Le Gabon tourne le dos à l’aide publique et mise sur les investissements européens
Le partenariat entre le Gabon et l’Union européenne connaît un tournant majeur. Libreville a signifié à ses partenaires européens que l’époque de l’aide publique au développement, qui avait modelé les relations depuis les indépendances, est désormais révolue. Les autorités gabonaises réclament aujourd’hui un virage vers des investissements directs, mesurables et capables d’entraîner l’économie productive. Ce changement intervient alors que le pays cherche à réduire sa dépendance au pétrole en diversifiant son tissu économique.
Libreville redéfinit les bases de la coopération avec Bruxelles
Le message adressé par le Gabon à l’Union européenne est limpide : remplacer les subventions par des capitaux. Les dirigeants gabonais estiment que les enveloppes traditionnelles d’aide publique, éparpillées entre divers projets sectoriels, n’ont plus l’impact transformateur escompté. Ils plaident pour des engagements financiers différents, centrés sur l’investissement productif, les partenariats public-privé et le financement d’infrastructures structurantes.
Cette position s’inscrit dans un mouvement plus large en Afrique centrale et occidentale. Plusieurs capitales africaines exigent désormais une relation plus équilibrée avec leurs partenaires européens, reposant sur la création de valeur locale plutôt que sur une perfusion budgétaire. Le Gabon, doté de riches ressources naturelles mais confronté à un défi de diversification, entend faire valoir ses atouts dans cette renégociation implicite des modèles de coopération.

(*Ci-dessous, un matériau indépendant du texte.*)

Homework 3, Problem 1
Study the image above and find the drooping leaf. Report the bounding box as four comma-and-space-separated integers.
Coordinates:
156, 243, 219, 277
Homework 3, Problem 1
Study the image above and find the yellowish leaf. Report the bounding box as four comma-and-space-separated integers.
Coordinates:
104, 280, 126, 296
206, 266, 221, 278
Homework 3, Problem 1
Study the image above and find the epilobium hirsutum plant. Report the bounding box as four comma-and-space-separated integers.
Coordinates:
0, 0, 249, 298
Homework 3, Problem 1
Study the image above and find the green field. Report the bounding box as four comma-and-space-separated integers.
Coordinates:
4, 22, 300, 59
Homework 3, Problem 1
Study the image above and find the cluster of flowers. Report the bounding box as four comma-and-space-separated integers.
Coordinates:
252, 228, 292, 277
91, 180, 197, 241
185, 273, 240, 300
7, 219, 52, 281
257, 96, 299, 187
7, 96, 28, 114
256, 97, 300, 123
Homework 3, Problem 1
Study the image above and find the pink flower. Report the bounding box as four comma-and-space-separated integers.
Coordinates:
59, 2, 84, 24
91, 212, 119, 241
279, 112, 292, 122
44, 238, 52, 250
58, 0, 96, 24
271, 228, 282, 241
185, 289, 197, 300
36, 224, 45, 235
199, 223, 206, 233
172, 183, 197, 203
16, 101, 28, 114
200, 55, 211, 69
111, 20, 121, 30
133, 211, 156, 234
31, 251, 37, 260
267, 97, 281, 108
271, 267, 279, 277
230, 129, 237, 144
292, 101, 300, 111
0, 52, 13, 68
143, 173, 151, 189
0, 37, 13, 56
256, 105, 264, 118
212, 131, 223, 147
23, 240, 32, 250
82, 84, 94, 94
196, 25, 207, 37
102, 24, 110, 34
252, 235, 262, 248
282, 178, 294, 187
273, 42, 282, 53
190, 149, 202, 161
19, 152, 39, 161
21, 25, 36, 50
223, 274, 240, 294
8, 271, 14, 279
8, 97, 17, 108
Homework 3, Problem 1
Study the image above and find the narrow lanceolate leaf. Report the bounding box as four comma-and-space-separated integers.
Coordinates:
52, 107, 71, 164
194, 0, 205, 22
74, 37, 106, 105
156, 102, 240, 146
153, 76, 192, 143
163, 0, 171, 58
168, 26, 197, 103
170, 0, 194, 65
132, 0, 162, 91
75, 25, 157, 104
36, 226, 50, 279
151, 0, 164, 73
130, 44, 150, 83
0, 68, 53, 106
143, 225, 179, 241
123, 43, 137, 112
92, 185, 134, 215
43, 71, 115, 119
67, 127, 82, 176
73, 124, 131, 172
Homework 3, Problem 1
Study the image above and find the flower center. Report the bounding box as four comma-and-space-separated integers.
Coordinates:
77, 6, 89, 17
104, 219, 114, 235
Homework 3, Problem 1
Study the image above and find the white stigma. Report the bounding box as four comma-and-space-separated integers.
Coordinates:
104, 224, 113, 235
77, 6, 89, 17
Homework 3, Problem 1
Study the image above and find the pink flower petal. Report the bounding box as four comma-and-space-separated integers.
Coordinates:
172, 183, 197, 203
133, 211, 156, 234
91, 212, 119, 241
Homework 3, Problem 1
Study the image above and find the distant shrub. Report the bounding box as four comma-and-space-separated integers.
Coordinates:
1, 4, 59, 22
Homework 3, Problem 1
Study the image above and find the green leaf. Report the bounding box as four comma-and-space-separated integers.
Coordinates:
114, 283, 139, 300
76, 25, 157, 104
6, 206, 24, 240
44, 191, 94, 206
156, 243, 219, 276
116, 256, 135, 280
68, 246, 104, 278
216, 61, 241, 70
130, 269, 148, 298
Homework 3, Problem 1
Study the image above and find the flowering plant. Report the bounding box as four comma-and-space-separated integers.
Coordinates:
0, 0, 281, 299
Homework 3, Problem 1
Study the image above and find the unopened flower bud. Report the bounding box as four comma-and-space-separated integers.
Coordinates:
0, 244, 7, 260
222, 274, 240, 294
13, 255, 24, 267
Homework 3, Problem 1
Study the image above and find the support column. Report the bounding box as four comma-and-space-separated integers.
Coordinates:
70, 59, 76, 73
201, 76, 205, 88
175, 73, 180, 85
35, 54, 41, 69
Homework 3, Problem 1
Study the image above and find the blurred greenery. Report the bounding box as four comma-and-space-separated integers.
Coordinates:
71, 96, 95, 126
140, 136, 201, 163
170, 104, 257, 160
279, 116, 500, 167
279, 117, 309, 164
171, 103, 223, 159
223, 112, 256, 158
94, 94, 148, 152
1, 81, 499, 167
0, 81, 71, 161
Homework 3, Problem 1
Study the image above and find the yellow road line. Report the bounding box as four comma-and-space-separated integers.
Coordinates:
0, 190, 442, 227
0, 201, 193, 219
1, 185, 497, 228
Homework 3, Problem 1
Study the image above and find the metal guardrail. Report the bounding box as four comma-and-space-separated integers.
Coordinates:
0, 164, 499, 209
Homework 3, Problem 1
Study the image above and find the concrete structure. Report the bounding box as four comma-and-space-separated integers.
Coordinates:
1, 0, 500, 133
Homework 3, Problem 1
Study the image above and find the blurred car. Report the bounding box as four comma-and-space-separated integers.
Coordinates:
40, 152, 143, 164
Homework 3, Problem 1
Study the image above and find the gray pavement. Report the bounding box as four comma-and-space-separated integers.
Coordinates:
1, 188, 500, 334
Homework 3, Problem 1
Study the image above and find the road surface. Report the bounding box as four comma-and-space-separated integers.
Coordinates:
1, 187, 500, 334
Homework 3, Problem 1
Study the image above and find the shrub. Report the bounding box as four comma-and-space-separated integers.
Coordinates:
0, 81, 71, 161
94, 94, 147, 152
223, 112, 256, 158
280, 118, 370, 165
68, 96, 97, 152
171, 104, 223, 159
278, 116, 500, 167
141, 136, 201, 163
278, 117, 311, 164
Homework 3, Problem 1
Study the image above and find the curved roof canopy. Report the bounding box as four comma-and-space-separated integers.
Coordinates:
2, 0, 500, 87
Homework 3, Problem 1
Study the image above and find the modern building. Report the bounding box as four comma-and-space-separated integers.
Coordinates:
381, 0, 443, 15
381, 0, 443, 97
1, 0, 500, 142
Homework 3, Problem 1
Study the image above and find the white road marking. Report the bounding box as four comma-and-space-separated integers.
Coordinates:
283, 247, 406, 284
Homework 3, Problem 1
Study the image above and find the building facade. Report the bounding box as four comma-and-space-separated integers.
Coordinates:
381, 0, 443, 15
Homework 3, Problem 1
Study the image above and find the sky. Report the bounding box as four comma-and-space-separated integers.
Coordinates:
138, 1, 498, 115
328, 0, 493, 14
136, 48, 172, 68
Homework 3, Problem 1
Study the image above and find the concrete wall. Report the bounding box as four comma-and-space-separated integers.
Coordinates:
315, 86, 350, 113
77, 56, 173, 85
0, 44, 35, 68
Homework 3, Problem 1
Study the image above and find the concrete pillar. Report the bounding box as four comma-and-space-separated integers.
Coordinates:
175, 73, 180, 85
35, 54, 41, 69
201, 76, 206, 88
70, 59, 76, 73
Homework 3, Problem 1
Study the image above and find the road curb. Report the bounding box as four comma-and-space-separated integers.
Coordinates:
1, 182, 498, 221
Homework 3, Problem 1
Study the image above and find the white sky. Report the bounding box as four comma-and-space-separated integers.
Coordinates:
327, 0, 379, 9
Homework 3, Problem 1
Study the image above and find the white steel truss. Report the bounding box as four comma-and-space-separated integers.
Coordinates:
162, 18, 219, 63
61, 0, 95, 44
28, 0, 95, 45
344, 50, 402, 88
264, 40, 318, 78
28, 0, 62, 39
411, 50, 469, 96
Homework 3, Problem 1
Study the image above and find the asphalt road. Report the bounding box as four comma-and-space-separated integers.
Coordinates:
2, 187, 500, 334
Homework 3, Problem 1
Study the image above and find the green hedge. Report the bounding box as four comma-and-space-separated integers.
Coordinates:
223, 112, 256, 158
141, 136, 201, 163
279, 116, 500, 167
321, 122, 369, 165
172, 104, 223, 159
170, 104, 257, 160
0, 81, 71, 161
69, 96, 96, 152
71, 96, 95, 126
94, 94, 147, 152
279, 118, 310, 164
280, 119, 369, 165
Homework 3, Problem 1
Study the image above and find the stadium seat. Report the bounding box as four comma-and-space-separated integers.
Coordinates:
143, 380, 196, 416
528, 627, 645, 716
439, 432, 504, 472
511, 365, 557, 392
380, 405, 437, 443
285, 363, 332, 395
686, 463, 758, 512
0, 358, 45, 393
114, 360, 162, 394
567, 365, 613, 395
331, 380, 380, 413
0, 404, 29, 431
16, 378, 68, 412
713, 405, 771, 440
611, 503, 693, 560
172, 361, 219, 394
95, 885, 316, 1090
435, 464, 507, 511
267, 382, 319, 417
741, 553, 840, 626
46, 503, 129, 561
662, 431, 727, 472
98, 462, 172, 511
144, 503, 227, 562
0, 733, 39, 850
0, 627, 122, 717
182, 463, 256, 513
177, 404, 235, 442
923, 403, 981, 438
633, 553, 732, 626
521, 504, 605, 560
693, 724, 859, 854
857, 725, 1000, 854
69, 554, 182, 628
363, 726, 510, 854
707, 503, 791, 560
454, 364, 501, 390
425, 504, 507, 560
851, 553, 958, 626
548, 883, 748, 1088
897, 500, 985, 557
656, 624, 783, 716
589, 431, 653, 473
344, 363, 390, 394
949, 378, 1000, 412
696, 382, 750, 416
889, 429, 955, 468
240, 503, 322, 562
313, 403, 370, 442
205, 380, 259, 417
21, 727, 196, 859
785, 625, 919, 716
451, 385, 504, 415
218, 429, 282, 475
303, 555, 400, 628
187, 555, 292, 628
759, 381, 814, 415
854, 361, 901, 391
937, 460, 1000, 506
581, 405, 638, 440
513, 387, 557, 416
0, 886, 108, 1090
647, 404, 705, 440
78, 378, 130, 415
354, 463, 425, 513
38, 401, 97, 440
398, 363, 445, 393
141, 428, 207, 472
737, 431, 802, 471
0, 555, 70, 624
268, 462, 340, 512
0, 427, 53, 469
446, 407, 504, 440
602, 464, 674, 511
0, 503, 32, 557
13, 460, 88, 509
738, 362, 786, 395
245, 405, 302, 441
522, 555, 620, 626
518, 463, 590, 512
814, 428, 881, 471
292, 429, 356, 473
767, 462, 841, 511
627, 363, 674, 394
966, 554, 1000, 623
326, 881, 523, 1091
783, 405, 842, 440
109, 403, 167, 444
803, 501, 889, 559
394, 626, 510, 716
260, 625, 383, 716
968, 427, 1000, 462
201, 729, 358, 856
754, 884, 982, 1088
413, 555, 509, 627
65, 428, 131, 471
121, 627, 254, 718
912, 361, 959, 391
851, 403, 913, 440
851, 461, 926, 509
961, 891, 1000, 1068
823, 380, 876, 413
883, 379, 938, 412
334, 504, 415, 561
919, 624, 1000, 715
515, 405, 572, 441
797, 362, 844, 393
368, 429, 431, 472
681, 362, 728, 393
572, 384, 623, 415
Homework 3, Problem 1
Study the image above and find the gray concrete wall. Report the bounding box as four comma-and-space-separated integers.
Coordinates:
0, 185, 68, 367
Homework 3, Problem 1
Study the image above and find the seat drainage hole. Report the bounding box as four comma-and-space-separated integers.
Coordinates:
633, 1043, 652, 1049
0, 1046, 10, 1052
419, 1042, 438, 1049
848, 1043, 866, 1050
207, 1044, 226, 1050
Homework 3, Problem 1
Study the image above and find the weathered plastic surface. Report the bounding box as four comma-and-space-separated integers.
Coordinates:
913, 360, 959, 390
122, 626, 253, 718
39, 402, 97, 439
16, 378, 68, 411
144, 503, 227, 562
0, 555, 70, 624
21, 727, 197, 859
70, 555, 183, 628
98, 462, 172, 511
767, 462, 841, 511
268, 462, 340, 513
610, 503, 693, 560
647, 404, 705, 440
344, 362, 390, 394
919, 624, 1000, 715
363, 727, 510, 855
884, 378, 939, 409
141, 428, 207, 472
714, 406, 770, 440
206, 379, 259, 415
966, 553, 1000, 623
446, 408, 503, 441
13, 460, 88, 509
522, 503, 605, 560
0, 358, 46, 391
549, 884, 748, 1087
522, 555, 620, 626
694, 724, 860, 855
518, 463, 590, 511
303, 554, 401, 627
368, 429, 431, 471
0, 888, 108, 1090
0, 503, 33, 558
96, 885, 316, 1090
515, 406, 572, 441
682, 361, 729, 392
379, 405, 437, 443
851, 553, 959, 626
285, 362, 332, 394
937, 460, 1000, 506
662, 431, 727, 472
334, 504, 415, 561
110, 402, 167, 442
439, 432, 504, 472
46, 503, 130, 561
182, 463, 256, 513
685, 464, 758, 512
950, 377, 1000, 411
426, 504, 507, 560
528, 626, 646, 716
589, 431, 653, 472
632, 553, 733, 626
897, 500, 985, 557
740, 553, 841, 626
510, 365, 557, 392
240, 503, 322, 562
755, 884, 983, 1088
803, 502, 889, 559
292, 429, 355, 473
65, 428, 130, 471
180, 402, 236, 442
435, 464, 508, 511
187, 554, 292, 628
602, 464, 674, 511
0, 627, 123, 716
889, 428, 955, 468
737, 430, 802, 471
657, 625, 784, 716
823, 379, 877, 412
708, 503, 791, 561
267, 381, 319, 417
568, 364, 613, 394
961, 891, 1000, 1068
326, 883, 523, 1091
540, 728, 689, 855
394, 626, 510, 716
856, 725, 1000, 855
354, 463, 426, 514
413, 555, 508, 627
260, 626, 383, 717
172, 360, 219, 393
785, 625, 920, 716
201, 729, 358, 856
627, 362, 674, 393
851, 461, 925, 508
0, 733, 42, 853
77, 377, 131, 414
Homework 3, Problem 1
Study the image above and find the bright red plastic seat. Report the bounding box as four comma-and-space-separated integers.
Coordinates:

Diversification et souveraineté financière au cœur des priorités
Derrière l’appel à des investissements concrets se cache une stratégie de souveraineté économique. Libreville cherche à attirer des capitaux européens vers des secteurs jugés prioritaires : transformation locale du bois, agro-industrie, mines, hydrocarbures à plus forte valeur ajoutée, infrastructures énergétiques et numériques. L’objectif est de passer d’exportations de matières brutes à une industrialisation, condition indispensable pour une croissance durable et génératrice d’emplois.
Le pays mise sur ses avantages comparatifs pour séduire bailleurs et industriels européens. Sa vaste couverture forestière, ses réserves de manganèse, son potentiel hydroélectrique et sa position stratégique sur le golfe de Guinée sont autant d’arguments avancés. Toutefois, concrétiser ces ambitions nécessite un cadre des affaires stable, une fiscalité prévisible et une sécurité juridique des contrats, points que les investisseurs européens surveillent de près.
Les autorités de transition, en place depuis le changement de régime d’août 2023, ont multiplié les signaux envers les chancelleries occidentales. Elles entendent prouver que la trajectoire institutionnelle du Gabon reste compatible avec une coopération économique exigeante. Parallèlement, Libreville diversifie ses interlocuteurs, renforçant ses liens avec des partenaires asiatiques et du Golfe, ce qui place l’Europe en situation de concurrence pour préserver ses positions historiques.
L’Union européenne face au défi de la réciprocité
Pour Bruxelles, l’équation est complexe. L’Union européenne demeure l’un des premiers partenaires commerciaux du Gabon, mais ses instruments classiques, hérités des conventions de Lomé puis des accords de Cotonou et de Samoa, restent largement basés sur une logique de dons conditionnés. Passer à une coopération d’investissement implique de mobiliser davantage la Banque européenne d’investissement (BEI), les institutions de financement du développement des États membres et les outils de la stratégie Global Gateway.
Présentée comme la réponse européenne à l’initiative chinoise des Nouvelles Routes de la soie, la stratégie Global Gateway vise précisément à mobiliser plusieurs centaines de milliards d’euros d’investissements dans les infrastructures mondiales, dont une part importante destinée à l’Afrique. Le Gabon entend s’inscrire pleinement dans cette dynamique, à condition que les flux annoncés se concrétisent par des projets identifiables et des retombées économiques tangibles sur son territoire.
La nouvelle approche prônée par Libreville oblige les diplomaties européennes à préciser leur offre. Au-delà des montants, les secteurs ciblés, les conditions de gouvernance, le transfert de technologie et l’emploi local seront examinés de près. Le partenariat Gabon-UE pourrait ainsi servir de laboratoire pour un modèle rénové de coopération entre l’Europe et les économies d’Afrique centrale, davantage tourné vers le co-investissement que vers l’assistance.